Neptune is a gassy ice giant. This would make it difficult to terraform, but not impossible.
Changing the atmosphere
Neptune has a rich abundance of hydrogen and helium in its atmosphere. Underneath this is a rocky core with a mass of 1.2 Earth masses. Terraforming Neptune would be extremely difficult, requiring most of the atmosphere to be removed. Once the core is left, it would be given a new atmosphere using the oxygen from the water collected, nitrogen from the ammonia, and carbon dioxide using carbon from methane. A heat source would need to be added to sustain habitable temperatures. Since Neptune's magnetic field would be weakened once the water-ammonia layer is gone, some extra protection may be needed (like an ozone layer). The Neptunian core is slightly larger than Earth, so it would have enough gravity to hold onto an atmosphere.
Creating more moons
Terraformed Neptune (far right) with Titan as a moon to restart the dynamo.
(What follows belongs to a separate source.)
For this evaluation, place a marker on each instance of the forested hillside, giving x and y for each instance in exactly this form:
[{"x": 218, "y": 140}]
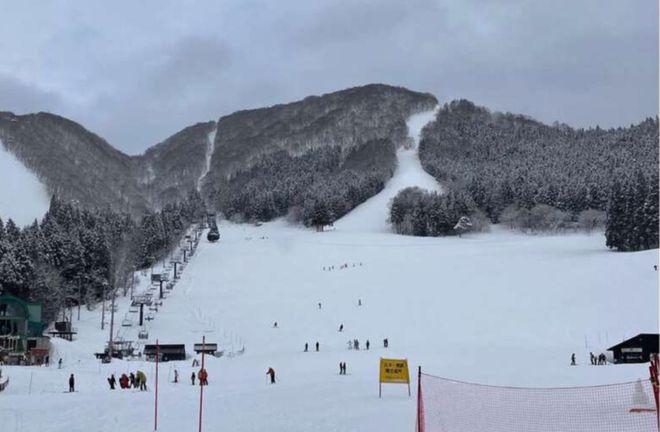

And that would only be the first step. As the atmospheric layers are slowly removed, (and potentially used for fusion with any excess hydrogen and helium added to Saturn or Jupiter), Neptune's mantle of methane, ammonia and water would be collected and stored. This layer is between 10 and 15 Earths in mass, the bulk of which could be used to create multiple moons around Neptune, each one more massive than Earth and with oceans that could support life. The orbits of the moons would need to be close to each other and Neptune to take advantage of the increased heat from tidal forces.